Синни отстраненно проговорила:
– Мне вчера снилась белая собака, убегающая от стаи волков.
Далира укоризненно поглядела на дочь.
– Ты опять начинаешь?
Девочка пожала плечами.
– Ничего я не начинаю. Просто снилось. – Но немного помолчав, она всё-таки не выдержала и добавила, ни к кому конкретно не обращаясь: – И почему мы всегда должны убегать?
Далира посмотрела в огонь.
– Мы не убегаем, – сказала она. – Мы просто идём дальше.
Дочь недовольно поглядела на мать и решительно произнесла:
– Зачем нам этот Тулла, если все другие не любят его и их бог Луг?!
Далира подняла глаза на дочь. В глазах женщины то ли плясали отблески костра, то ли пылали огоньки гнева.
– Я тебе сейчас пощечину дам, – спокойно и холодно сказала она.
Синни сразу стушевалась.
– Тулла – бог твоей матери и твоего отца, – строго сказала молодая женщина. – Бог всех твоих предков. И то что какие-то другие люди любят его или не любят не имеет никакого значения.
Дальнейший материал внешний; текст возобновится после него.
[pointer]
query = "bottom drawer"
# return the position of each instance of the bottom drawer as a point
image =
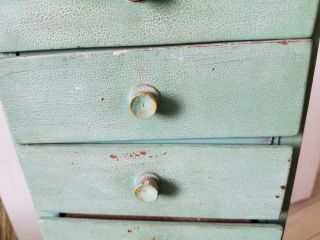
(87, 229)
(197, 181)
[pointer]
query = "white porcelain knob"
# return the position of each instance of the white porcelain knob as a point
(144, 100)
(147, 187)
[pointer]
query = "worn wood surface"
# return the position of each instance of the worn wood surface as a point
(6, 230)
(81, 229)
(61, 24)
(245, 89)
(230, 182)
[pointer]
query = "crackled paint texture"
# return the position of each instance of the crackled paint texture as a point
(247, 89)
(61, 24)
(196, 180)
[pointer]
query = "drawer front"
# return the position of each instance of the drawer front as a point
(61, 24)
(81, 229)
(248, 89)
(204, 181)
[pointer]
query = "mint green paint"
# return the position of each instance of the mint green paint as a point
(61, 24)
(84, 229)
(229, 182)
(246, 89)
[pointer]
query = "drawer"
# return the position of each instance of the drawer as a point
(199, 181)
(61, 24)
(82, 229)
(246, 89)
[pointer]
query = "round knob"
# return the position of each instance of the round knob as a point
(144, 101)
(147, 187)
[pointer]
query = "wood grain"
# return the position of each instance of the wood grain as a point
(62, 24)
(246, 89)
(81, 229)
(228, 182)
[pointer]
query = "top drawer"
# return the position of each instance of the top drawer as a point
(57, 24)
(247, 89)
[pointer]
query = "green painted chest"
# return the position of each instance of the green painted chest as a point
(157, 119)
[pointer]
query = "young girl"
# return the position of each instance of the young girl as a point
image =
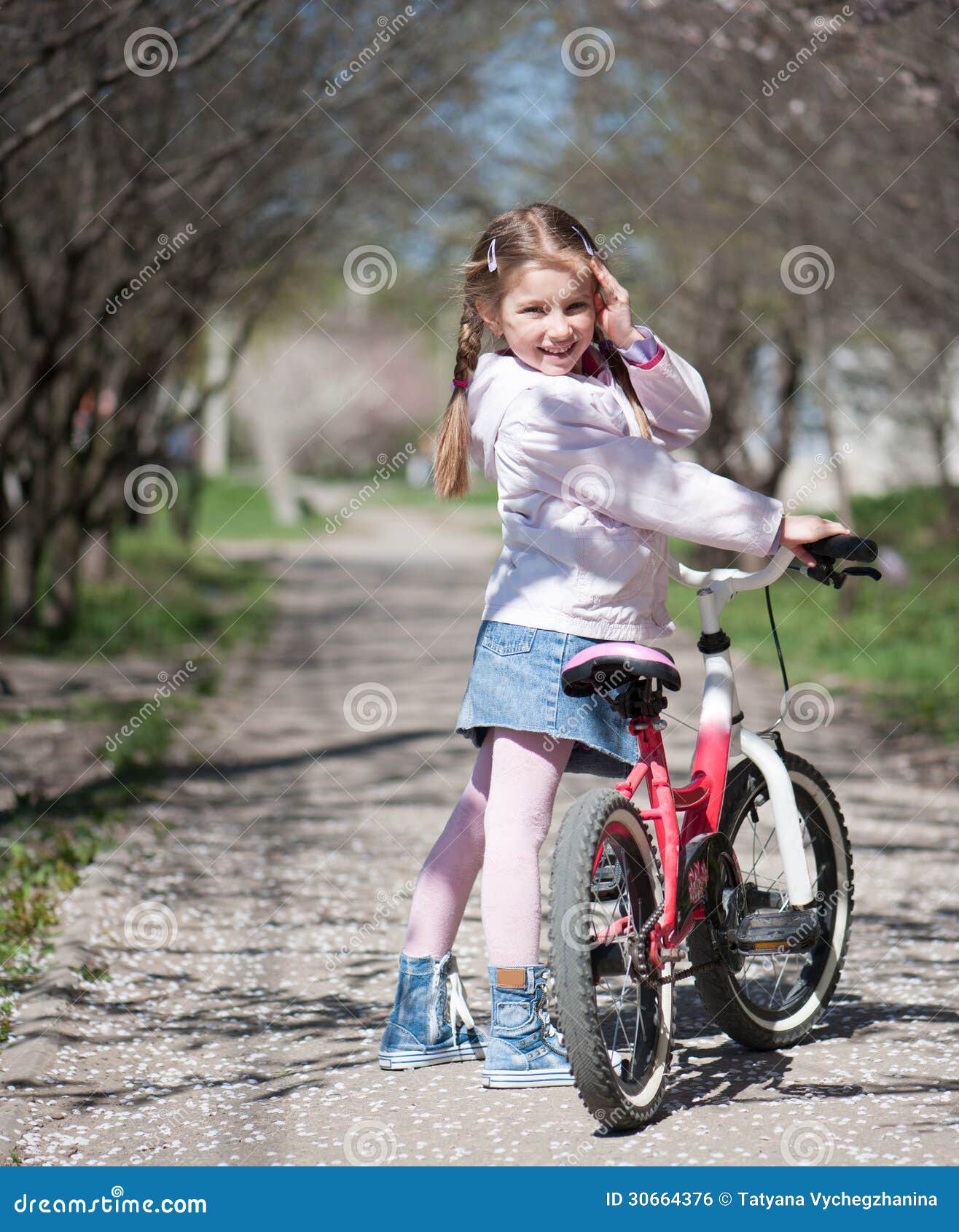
(575, 419)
Если бы допустим людям не нравился твой отец, ты бы что, тоже отказалась бы от него, сказала бы: зачем мне этот отец, если все другие не любят его? Так что ли?
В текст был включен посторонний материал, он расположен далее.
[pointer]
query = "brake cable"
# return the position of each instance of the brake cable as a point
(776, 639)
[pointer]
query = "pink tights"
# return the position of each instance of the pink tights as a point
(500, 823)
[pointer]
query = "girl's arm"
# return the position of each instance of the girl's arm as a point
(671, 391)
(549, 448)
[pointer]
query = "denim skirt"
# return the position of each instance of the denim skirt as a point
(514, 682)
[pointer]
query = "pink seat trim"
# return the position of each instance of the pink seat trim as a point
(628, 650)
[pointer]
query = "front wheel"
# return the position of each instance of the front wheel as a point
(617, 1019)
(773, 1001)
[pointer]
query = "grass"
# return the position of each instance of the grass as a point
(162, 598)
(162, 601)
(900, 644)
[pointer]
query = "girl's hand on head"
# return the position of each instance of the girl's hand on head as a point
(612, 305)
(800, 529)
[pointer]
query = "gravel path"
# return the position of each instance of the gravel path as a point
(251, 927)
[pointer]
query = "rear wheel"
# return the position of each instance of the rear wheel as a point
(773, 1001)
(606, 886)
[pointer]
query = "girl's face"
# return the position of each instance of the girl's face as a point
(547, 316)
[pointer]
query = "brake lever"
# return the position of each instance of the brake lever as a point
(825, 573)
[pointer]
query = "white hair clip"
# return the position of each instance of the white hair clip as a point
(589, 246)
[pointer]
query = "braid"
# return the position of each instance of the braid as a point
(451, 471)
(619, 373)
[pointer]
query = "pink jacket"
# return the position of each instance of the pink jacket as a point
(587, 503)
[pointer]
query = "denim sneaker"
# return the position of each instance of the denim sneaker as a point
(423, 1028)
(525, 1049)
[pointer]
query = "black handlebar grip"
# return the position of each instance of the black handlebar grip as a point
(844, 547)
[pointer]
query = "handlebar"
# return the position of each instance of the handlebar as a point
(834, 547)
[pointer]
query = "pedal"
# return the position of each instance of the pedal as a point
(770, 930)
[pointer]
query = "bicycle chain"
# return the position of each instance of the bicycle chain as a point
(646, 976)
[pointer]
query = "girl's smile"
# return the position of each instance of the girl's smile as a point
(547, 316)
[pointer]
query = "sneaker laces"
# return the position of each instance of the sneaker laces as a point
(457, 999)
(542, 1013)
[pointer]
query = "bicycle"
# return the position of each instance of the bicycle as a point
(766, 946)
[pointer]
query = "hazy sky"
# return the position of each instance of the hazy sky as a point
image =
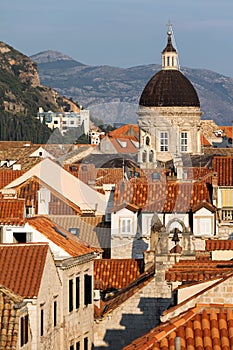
(122, 33)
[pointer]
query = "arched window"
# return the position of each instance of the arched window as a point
(147, 141)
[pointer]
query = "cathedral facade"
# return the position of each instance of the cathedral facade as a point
(169, 113)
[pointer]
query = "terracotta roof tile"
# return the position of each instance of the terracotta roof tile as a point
(224, 167)
(20, 270)
(197, 270)
(9, 316)
(62, 238)
(12, 209)
(124, 145)
(116, 273)
(93, 229)
(204, 141)
(205, 327)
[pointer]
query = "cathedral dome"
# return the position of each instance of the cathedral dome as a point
(169, 88)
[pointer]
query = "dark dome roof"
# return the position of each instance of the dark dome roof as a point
(169, 88)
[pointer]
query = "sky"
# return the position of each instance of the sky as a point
(122, 33)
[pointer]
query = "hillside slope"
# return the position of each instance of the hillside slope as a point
(93, 85)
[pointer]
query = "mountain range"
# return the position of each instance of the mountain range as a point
(97, 85)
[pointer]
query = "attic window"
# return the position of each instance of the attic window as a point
(123, 144)
(75, 231)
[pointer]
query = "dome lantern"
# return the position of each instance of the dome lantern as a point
(169, 54)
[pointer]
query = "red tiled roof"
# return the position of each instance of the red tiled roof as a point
(116, 273)
(218, 244)
(22, 266)
(58, 204)
(128, 130)
(197, 270)
(62, 238)
(206, 205)
(160, 196)
(204, 327)
(224, 167)
(129, 146)
(124, 294)
(9, 313)
(227, 129)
Девочка молчала, глядя на пламя.
Далира протянула руку чтобы погладить дочь по голове, но Синни уклонилась от её руки. Женщина сказала более мягко:
– Они не любят Туллу, потому что боятся его. Тулла – бог воинов. Он безжалостен и к другим и к себе. Когда ледяные великаны пленили его и по кускам отрезали его плоть, он лишь смеялся им в лицо и плевал в них своей кровью, пока они не растаяли от жара этой крови. Тулла никого не жалеет и это пугает людей. Они слишком слабы и трусливы чтобы принять то что он даёт. Самый страшный грех в глазах Туллы это трусость. А самое ценное это кровь. Невозможно сделать ничего достойного, покуда не прольешь кровь. Тот кто никогда не видел крови не найдёт ни мужества, ни утешения. И если хочешь быть воином, быть свободным человеком, то другого пути нет. – Далира произносила все эти слова с удовольствием, почти мечтательно глядя куда-то в темную пустоту за кругом света от пламени костра.
Но Синни неодобрительно сказала:
– Зачем нужна такая жизнь, где постоянно надо проливать чью-ту кровь, свою или чужую?
И мать и брат хмуро поглядели на неё.
– Ты еще слишком мала чтобы судить о жизни, – сказала Далира. – Речь не о том чтобы всё время лить чью-то кровь, речь о том чтобы жить без страха. У Туллы только одна заповедь: нельзя жить в страхе. А для этого человек должен стать воином. Но воин неспособный пролить свою или чужую кровь это не воин. И потому Тулла и требует прежде всего кровь. Это та жертва, которая освобождает.
Дочь исподлобья поглядела на мать.
– Даже если это кровь моего отца и твоего мужа? И что, ты чувствуешь себя свободной после того как принесла Тулле <такую> жертву?
Лицо молодой женщины окаменело.
– Язык прикуси, мелкая! – Сердито сказал Анвелл.
Синни сумрачно посмотрела на брата и ничего не ответила.
Далира же, справившись с нахлынувшими эмоциями, медленно проговорила:
– Твой отец погиб, спасая нас. И Тулла здесь ни при чем.
– Да неужели?! А ничего что отца убили за то, что он отказался отречься от Туллы?